Постепенно разговоръ сдѣлался общимъ. Изъ всѣхъ высказанныхъ по поводу поднятаго вопроса мнѣній особенно характернымъ мнѣ показалось мнѣніе самого хозяина. Онъ находитъ, что современное положеніе Турціи ничего ненормальнаго собой не представляетъ. Нынѣшніе правители — всѣ люди въ высшей степени свободомыслящіе, нѣкоторые даже атеисты; но для народа, для черной и некультурной массы они должны показывать себя совсѣмъ съ другой стороны. Напримѣръ, на дняхъ еще, они запретили печатаніе сдѣланнаго Джеветъ-беемъ перевода съ французскаго научной исторіи ислама, дабы не раздражать патріотизмъ и религіозныя чувства низшаго духовенства изображеніемъ Магомета и первыхъ халифовъ въ видѣ обыкновенныхъ историческихъ лицъ. "И я согласился съ доводами цензурной комиссіи, гдѣ сидятъ, между прочимъ, мои лучшіе друзья, — заявилъ Джеветъ-бей въ видѣ послѣдняго аргумента. — Нельзя иначе: наше суевѣріе, наше невѣжество, всѣ отрицательныя стороны нашей народной и политической жизни складывались вѣками. Вѣками же онѣ должны теперь разрушаться… Мы свое дѣло сдѣлали, дали первый, необходимый толчокъ, который вывелъ Турцію изъ ея прежняго гипнотическаго состоянія. Дальнѣйшее — вопросъ завтрашняго дня. А мы хотимъ жить не только завтра, но и сегодня… сейчасъ!

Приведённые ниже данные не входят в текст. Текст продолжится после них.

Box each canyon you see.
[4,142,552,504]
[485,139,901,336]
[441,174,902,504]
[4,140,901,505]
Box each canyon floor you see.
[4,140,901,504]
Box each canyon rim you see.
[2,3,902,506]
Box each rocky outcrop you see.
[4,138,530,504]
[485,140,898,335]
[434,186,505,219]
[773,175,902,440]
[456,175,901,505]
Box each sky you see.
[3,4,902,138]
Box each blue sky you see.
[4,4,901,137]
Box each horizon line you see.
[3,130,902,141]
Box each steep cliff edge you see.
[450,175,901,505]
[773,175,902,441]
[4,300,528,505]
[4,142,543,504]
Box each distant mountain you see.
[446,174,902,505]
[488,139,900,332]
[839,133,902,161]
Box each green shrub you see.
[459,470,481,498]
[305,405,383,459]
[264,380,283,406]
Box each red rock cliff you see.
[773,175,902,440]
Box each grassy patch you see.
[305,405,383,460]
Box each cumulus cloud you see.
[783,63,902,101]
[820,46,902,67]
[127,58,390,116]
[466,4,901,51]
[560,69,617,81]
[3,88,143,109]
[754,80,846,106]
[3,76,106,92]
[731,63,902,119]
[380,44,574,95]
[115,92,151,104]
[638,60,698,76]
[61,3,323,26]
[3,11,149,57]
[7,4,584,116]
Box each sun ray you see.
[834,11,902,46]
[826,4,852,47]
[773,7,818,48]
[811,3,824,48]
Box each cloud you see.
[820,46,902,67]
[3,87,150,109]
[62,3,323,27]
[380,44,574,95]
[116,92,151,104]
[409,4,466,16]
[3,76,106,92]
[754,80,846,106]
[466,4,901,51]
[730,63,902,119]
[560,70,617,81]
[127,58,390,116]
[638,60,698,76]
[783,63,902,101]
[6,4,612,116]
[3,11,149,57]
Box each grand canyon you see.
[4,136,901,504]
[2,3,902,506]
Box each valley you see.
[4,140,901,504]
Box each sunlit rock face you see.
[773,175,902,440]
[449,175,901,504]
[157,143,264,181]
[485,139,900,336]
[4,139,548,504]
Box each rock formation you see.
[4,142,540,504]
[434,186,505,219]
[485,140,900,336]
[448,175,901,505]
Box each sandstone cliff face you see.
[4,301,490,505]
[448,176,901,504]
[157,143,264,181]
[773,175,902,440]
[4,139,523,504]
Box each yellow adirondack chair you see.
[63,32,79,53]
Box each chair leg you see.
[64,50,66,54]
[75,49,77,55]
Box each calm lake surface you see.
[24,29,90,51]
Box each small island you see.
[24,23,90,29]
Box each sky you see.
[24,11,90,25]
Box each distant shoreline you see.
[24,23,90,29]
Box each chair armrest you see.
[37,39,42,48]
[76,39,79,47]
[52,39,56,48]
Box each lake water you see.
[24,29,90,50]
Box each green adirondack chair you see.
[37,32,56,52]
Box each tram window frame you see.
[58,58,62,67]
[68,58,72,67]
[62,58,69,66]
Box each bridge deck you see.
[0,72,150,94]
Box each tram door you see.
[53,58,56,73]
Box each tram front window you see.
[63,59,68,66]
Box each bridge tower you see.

Шахабеддинъ-бей скоро ушелъ, такъ какъ у него было спѣшное дѣло. «Начинающіе» юноши послѣдовали за нимъ. Изъ другихъ гостей остались только адвокатъ, его молчаливый пріятель и одинъ разслабленный, еле цѣдящій слова сквозь зубы молодой человѣкъ, крайне разочарованнаго вида — типъ Чайльдъ Гарольда въ фескѣ. Его мнѣ представили, какъ перваго въ Турціи стилиста.
— Форма — все!.. Содержаніе не важно… — цѣдилъ тягучимъ голосомъ молодой стилистъ. — Мы одиноки. Но намъ толпы и не нужно!..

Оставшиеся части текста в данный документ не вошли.